4 Reasons Sales Isn’t Using Content (And How to Fix It)

The following is a guest post from Base integration partner PandaDoc, an all-in-one solution for client-facing documents.

It’s no secret that your content isn’t getting used, marketers. SiriusDecisions reported that 60-70% of sales content churned out by B2B marketing teams isn’t getting any play. And when you pour blood, sweat and tears into creating great content…that stings.

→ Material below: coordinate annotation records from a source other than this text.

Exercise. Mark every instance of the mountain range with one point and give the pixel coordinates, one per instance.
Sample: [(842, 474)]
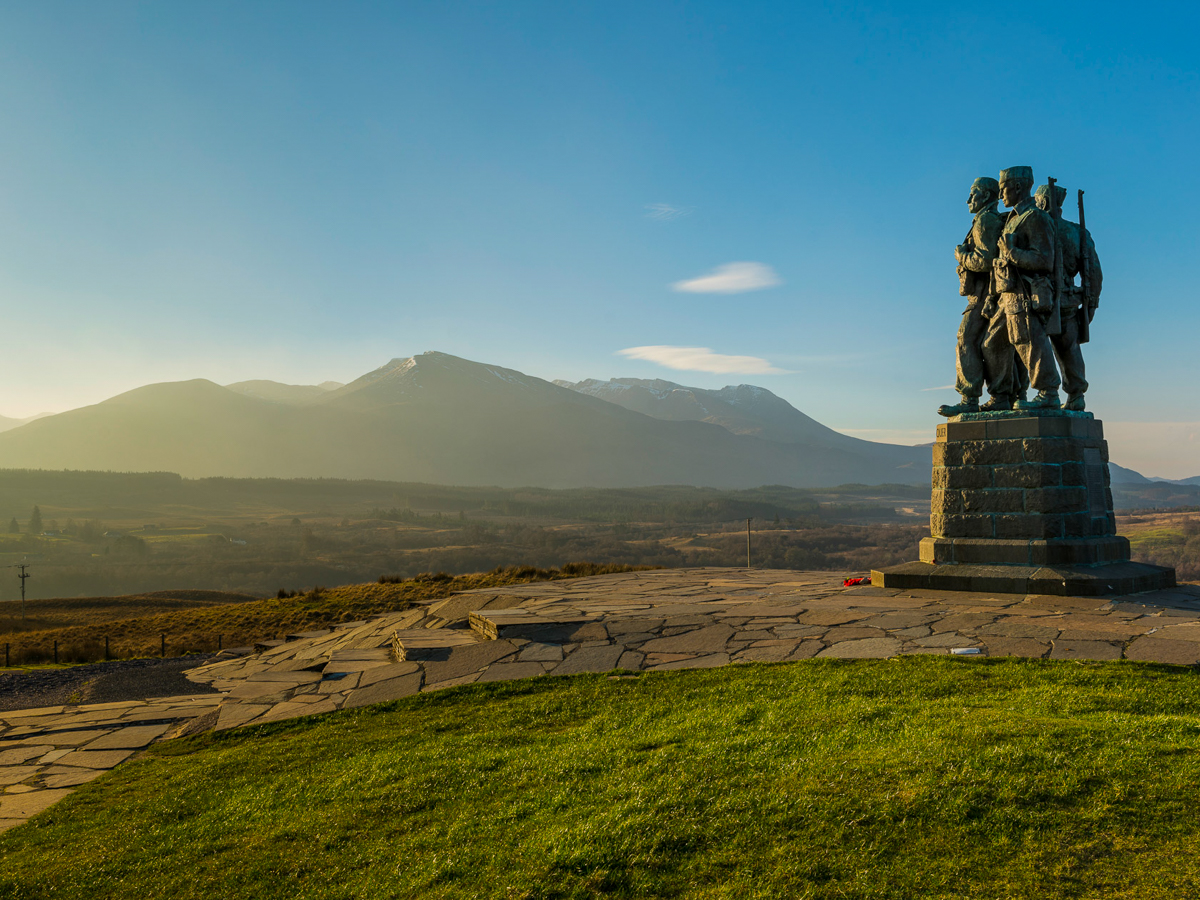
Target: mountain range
[(442, 419)]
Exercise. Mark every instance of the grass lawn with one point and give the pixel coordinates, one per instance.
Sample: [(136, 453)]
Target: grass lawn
[(913, 778)]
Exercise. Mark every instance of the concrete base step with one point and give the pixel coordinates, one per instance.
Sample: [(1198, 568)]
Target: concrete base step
[(424, 646), (538, 624)]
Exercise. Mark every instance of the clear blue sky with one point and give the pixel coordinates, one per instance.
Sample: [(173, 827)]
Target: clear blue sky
[(301, 191)]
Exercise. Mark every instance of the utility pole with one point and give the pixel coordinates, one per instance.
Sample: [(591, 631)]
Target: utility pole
[(23, 576)]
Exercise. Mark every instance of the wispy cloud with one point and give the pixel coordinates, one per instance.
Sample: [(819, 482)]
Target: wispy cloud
[(701, 359), (731, 279), (665, 211)]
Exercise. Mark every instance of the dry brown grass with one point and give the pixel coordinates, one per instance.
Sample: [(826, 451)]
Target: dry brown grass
[(198, 628)]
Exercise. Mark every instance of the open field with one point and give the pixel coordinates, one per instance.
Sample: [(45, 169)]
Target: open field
[(918, 777), (192, 623), (112, 533), (1165, 538)]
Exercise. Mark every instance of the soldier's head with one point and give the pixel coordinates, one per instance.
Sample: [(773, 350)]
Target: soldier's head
[(1042, 197), (984, 193), (1015, 184)]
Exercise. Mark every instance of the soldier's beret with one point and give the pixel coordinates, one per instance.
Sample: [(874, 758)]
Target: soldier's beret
[(1060, 193), (1017, 172)]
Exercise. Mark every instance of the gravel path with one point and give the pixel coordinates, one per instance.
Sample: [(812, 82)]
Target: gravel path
[(101, 683)]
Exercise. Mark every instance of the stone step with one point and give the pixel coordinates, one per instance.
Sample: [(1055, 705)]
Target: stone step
[(538, 624), (358, 660), (307, 635), (425, 646)]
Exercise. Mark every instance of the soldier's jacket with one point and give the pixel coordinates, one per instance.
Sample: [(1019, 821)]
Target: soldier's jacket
[(975, 269), (1033, 235), (1068, 241)]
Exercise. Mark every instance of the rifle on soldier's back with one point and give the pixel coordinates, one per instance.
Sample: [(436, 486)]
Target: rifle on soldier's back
[(1085, 277), (1056, 292)]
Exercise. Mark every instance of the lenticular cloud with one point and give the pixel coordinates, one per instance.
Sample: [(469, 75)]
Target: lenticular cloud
[(731, 279), (701, 359)]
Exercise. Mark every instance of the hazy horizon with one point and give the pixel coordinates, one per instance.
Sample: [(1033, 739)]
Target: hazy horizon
[(707, 193)]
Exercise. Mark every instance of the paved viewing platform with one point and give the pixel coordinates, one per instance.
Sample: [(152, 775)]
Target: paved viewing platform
[(648, 621)]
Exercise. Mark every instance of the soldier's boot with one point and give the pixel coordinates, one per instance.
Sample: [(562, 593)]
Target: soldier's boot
[(1042, 400), (969, 405), (999, 402)]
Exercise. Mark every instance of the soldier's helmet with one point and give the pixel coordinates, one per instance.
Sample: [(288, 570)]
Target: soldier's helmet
[(1041, 196), (1017, 173), (987, 184)]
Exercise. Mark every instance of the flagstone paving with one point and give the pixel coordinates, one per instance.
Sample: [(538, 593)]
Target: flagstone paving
[(652, 621), (46, 751), (682, 618)]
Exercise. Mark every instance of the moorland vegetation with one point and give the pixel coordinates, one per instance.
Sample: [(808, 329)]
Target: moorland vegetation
[(118, 533), (180, 622)]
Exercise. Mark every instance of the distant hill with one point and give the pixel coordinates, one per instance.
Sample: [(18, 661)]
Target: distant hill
[(294, 394), (442, 419), (7, 424), (1121, 475), (742, 409)]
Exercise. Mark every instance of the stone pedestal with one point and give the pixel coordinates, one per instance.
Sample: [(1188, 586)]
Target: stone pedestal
[(1021, 504)]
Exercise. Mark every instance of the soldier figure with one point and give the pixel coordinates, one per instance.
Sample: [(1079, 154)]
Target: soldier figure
[(1024, 271), (1072, 300), (975, 257)]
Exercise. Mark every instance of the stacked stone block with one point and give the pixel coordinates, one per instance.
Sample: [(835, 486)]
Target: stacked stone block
[(1026, 491), (1021, 504)]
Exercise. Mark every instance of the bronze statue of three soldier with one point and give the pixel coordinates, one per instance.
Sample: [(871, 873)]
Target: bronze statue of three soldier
[(1024, 309)]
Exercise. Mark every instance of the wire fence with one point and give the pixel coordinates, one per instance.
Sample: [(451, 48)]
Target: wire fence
[(43, 652)]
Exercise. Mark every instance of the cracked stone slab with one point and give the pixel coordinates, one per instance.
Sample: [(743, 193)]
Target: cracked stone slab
[(702, 640), (868, 648), (1085, 649), (1017, 647), (383, 691), (591, 659), (1152, 649)]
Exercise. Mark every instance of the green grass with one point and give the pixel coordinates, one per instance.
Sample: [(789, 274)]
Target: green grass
[(1149, 539), (910, 778)]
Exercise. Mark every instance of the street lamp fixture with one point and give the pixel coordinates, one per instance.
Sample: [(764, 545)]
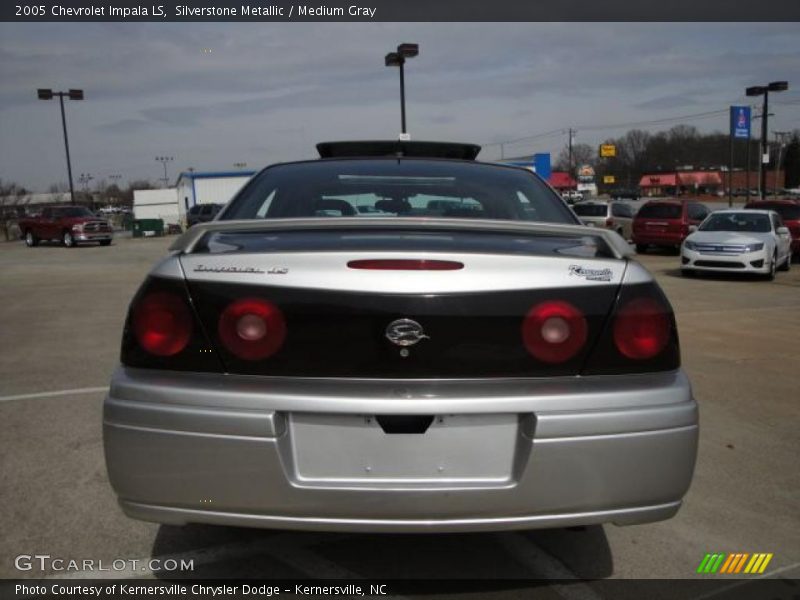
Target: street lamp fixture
[(47, 94), (398, 59), (764, 90)]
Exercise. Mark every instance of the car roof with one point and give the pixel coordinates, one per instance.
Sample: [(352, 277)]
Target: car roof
[(762, 211), (421, 149)]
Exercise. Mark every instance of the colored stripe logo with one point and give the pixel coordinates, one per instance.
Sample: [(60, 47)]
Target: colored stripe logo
[(734, 563)]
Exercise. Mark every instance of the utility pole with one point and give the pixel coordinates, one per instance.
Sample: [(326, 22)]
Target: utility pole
[(780, 139), (571, 166)]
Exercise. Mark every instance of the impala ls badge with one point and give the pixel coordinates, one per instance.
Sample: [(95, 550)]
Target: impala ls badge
[(405, 332)]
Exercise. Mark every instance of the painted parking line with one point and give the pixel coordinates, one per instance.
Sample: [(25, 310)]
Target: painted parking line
[(54, 394)]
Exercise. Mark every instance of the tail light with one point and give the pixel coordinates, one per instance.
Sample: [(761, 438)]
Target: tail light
[(252, 328), (162, 323), (554, 331), (641, 329), (640, 335), (163, 332)]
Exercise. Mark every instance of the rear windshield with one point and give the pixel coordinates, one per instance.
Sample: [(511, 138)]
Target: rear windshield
[(590, 210), (788, 212), (661, 211), (399, 240), (391, 187)]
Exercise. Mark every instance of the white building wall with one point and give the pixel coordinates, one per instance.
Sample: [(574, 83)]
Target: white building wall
[(185, 195), (217, 190), (157, 204)]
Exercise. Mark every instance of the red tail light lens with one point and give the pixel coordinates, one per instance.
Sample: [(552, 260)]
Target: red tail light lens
[(402, 264), (252, 328), (554, 331), (641, 329), (162, 323)]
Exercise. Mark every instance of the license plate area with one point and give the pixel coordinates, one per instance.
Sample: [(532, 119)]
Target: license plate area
[(354, 450)]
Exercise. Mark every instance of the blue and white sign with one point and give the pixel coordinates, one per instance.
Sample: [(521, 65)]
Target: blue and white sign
[(740, 122)]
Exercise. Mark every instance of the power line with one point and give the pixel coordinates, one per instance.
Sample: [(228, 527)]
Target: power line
[(694, 117)]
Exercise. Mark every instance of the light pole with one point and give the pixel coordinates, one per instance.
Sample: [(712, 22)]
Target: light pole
[(780, 139), (764, 90), (164, 160), (84, 180), (47, 94), (398, 59)]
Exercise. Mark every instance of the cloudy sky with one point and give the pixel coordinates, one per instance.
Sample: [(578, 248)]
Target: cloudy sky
[(216, 94)]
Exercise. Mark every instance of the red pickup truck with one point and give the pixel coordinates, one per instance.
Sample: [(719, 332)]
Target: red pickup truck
[(70, 225)]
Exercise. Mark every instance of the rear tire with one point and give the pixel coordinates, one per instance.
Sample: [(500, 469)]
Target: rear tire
[(773, 267)]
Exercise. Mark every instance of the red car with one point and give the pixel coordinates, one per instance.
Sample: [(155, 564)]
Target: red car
[(68, 224), (789, 210), (666, 223)]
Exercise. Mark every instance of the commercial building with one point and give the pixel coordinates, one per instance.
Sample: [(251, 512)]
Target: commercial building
[(211, 187)]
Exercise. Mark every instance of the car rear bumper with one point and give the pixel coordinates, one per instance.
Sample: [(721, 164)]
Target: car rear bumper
[(309, 454)]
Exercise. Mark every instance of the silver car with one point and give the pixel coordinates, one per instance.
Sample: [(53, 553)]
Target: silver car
[(617, 216), (474, 359), (738, 241)]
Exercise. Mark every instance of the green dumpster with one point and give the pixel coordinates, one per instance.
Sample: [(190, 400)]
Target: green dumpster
[(148, 227)]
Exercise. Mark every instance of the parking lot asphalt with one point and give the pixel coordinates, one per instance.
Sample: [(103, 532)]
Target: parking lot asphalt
[(61, 316)]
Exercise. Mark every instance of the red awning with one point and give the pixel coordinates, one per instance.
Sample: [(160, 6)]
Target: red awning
[(658, 180), (699, 178)]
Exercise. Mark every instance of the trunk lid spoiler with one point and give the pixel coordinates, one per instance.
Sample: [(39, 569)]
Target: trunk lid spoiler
[(189, 240)]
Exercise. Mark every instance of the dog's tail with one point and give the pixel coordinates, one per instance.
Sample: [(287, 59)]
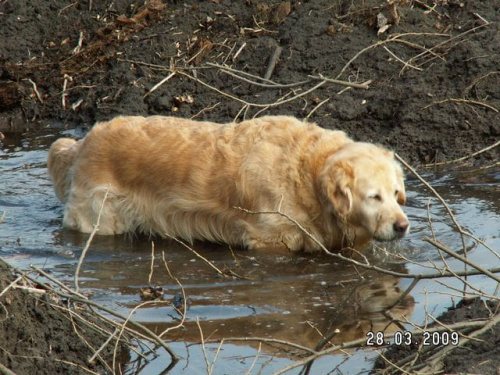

So, what are some of the most often-heard reasons why sales isn’t putting your content to work, and what can you do about it?

1. “I can’t find it!”

While it isn’t exactly ‘fair’ that the burden of accessibility falls to the marketing team, if we want our content to be utilized (and we do!) it’s a fact of life. So, here are a couple of tricks for making your content accessible to the sales team:

– Create a simple, easy-to-understand folder structure for the sales team to navigate. This is as simple as creating a universal folder for sales-ready content that has subfolders for content types: case studies, presentations, ebooks, collateral, etc. and keeping those files up-to-date.

– Get out the bullhorn. Every time you publish fresh or updated content assets, send out an email announcement to the sales organization linking to the new content and reminding them of what it is most useful for and where to find it. If your organization uses Slack, create a channel that is solely for announcing new content so that your announcement doesn’t get lost in the shuffle of other busy channels.

– Consider a technology solution for document automation or sales enablement.

2. “It’s not relevant!”

This response can feel more like a sales rep’s opinion rather than an objective reason but remember, perception is reality.

If a salesperson doesn’t feel that the content adds value to their dialogue, they won’t use it. It’s time to evaluate why they don’t feel a particular content asset is relevant. Don’t try to force content on the sales team because you THINK it will work. Sales are the front lines, so as marketers, we need to facilitate communication about what they will find effective.

3. “I don’t understand it.”

Red flag alert! It’s possible that your sales team needs more training — either on your industry and personas or around how to use a particular piece of content.

Or perhaps your content simply isn’t sufficient. In this case, you should work with sales to better define what content would be useful to reps and their prospects. Then, it’s back to the drawing board to either rejuvenate and reposition your existing content or start fresh.

4. “I don’t need it.”

Ouch. Nothing hurts more than being told your work isn’t needed.

But try not to take it personally. Not all salespeople are created equally, nor is all content.

A single piece of content may be an absolute necessity to one salesperson, while another rep may find it completely superfluous to their own successful sales approach.

That’s absolutely okay! Content should never be a burden; rather it should be a tool to help reps crush their quotas.

That being said, if the majority of reps are doing fine without your content, it may be time to reconsider if the content you’re producing is adding the right value to your sales organization. Could a different type of content or message add more value than what you’re currently creating?

To put it all in perspective…

If you hear any of these phrases from your sales organization, don’t try to take the batteries out of their Yak Baks.

Instead, pull up a chair and have a real conversation with the sales team.

The goal of this chat should be to understand what sales content assets are going to drive the most value for the salespeople as well as to identify any potential stumbling blocks that could prevent content from getting the most airtime and ultimately, helping to influence revenue goals.